3. Contextual Factors
Some syllables are identified because of their context in the lecture. The short term memory of the auditory lecturer’s words lasts only for up to two seconds before the brain’s impulses of those words decay. This explains why people remember one-liners and buzz phrases. If the point can be made in less than two-seconds, it may stick.
4. Articulatory Loop
Listeners’ subvocal speech, moving their lips and speech muscles without making a sound, can extend auditory verbal memory for a few seconds. Some “mouth the words” when listening to a lecture which may actually help in short-term memory retention.
5. Constructing Meaning Through Encoding
The information received must be associated with, discriminated against or chunked with other information. If the information is to be encoded in short-term memory and hopefully retained within long-term memory, the meaning of the words and the link to our own conceptual map must be made. When someone takes notes, the likelihood for encoding increases. If a listener is not given time to construct meaning and encode it, understanding is lost.
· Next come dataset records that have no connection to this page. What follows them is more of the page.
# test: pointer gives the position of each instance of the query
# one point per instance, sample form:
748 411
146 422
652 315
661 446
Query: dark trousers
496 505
The recognition and thought about what the lecturer is saying interferes with matching the next group of words uttered by the lecturer. Listeners face divided attention if they try to think about what the lecturer is saying and try to make meaning of those words versus listening to new information the lecturer is saying.
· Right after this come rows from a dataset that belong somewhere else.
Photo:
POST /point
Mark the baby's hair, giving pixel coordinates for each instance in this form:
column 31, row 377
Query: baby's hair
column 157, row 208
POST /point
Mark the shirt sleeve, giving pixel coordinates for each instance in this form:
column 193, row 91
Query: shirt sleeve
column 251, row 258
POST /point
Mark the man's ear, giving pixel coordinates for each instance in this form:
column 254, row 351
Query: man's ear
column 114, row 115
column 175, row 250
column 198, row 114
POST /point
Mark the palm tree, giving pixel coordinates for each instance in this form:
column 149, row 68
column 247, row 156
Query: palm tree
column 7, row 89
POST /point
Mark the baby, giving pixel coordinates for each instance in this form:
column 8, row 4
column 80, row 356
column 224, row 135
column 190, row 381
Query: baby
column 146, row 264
Once listeners know the meaning of what the lecturer is saying, they search their minds for ways to express it. They may do that through speech or writing. Often, lecturers don’t give listeners enough time to express or record their thoughts. So the information is forgotten.
Some lectures allow listeners to attain surface knowledge of the topic. The learning is shallow and the retention is low. When lectures allow listeners time to construct meaning, encode the information, think about it and express it, they foster deep learning. Processing the information on a deeper lever means the listener remembers more.
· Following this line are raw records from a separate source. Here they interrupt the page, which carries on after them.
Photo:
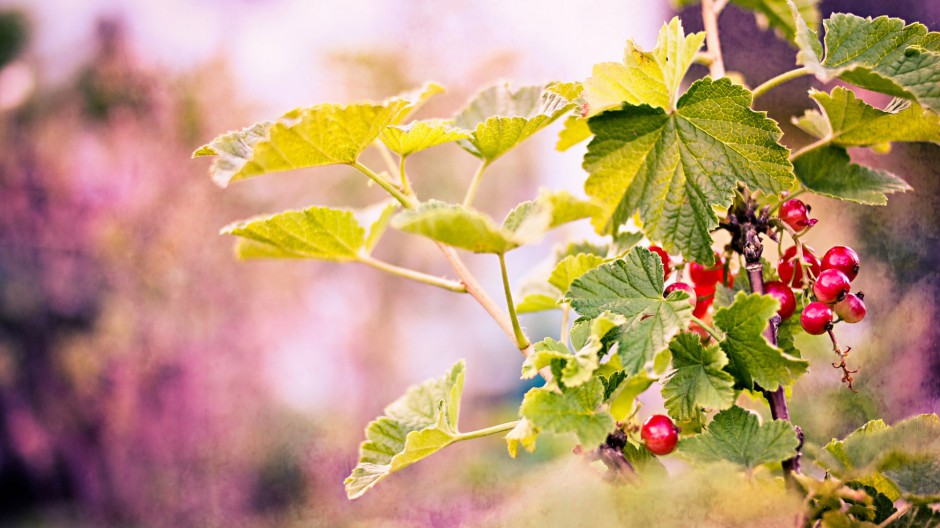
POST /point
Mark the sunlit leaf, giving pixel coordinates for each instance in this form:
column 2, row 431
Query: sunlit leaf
column 645, row 77
column 751, row 358
column 500, row 118
column 737, row 436
column 316, row 232
column 414, row 426
column 673, row 168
Learning From A Lecture Is Complex And Fragile
As you can see, the processes involved in listening to a lecture are complex and fragile. In addition to these chronological steps that occur, there are a host of other factors that can aid memory or cause one to forget. Typically, there are more factors that cause us to forget.
Regardless, listeners are under extreme pressure to either listen to the lecturer’s words or try to make meaning of them. They cannot do both at the same time. This is why lectures are poor for learning.
Why are we enamored with the lecture when it ineffective for learning and retention? Why do we depend so much on lectures as an education model?
The Resourceful Teacher says
As for the lecturer (or teacher), one of the best ways to get your audience to remember to the information you told them is to find a way for them to transfer your information from short-term memory into long-term memory. One of the greatest ways to do this is by establishing some kind of emotional response to the information you have given.
Find a way to have them respond emotionally to your lecture and you will strengthen the chances of long-term memorization.